Все было розовым. Небо на западе было розовым. Если стоять у подножья церкви, то ее железный крест на фоне розового неба казался черным.
На верхушке высокой каменной колокольни был железный крест; сначала он был черным на розовом, и его было хорошо видно, а потом он начал спускаться.
Видно было, как крест спускается все ниже по мере того, как они поднимались; сначала он вырисовывался на фоне скал, по которым скользил сверху вниз; потом оказался на фоне леса, черного, как и он сам, и его совсем не стало видно.
Они снова были вдвоем; они снова сидели у изгороди. Маленькие красные и черные улитки выползли из своих укрытий на траву, и он говорил:
— Спасибо, Викторин, ты такая милая; я сделаю тебе подарок.

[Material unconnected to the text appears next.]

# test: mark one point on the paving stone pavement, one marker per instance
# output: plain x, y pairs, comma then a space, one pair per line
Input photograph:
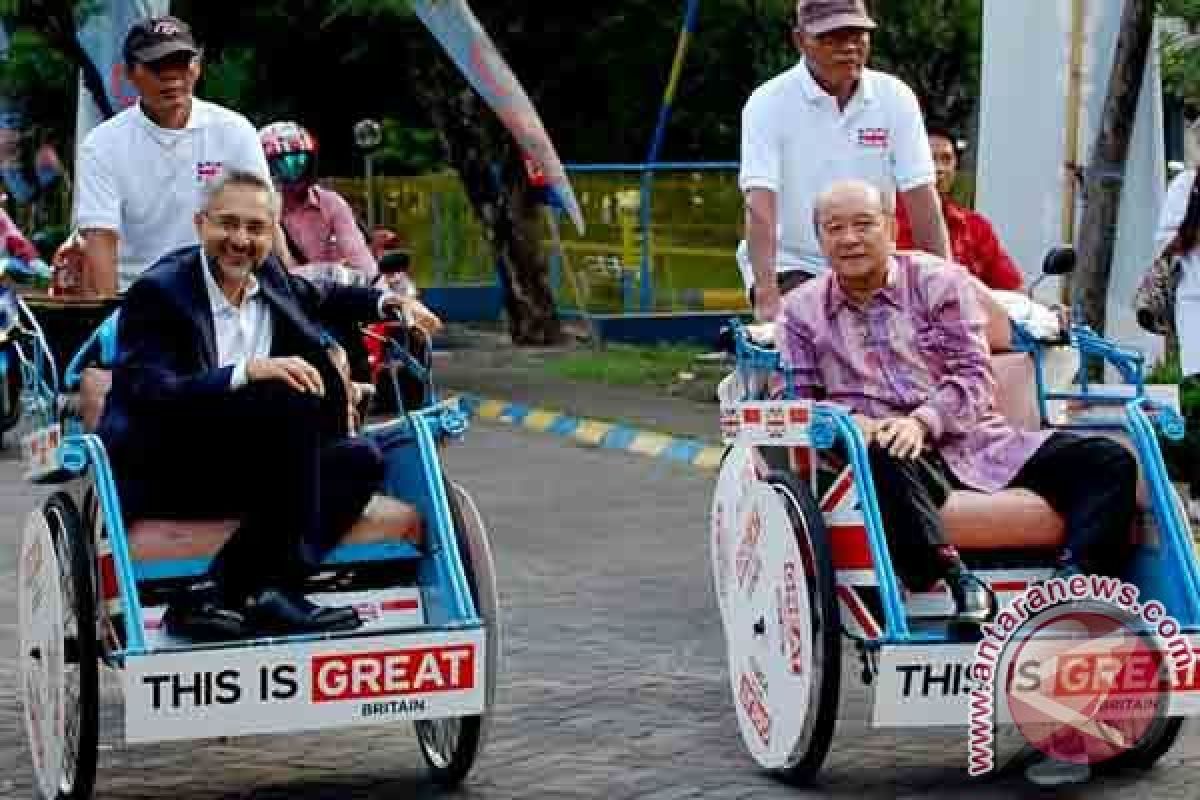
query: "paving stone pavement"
613, 685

— Я сделаю тебе еще один подарок, — говорил он; — и потом, я спущусь разок, ты разок поднимешься ко мне; мы разделим эти три месяца на части, так они пройдут быстрее.
Этим вечером в пивной было много народа; — и Жозеф этим вечером много говорил:
— А послезавтра ты пойдешь с нами, решено, мы поднимемся вместе. Какое платье ты наденешь?
До этой минуты она была грустна, но при этих словах ее настроение изменилось.
Она сказала:
— А какое тебе больше нравится?
Все они такие; она говорила:
— Хочешь, я надену голубое?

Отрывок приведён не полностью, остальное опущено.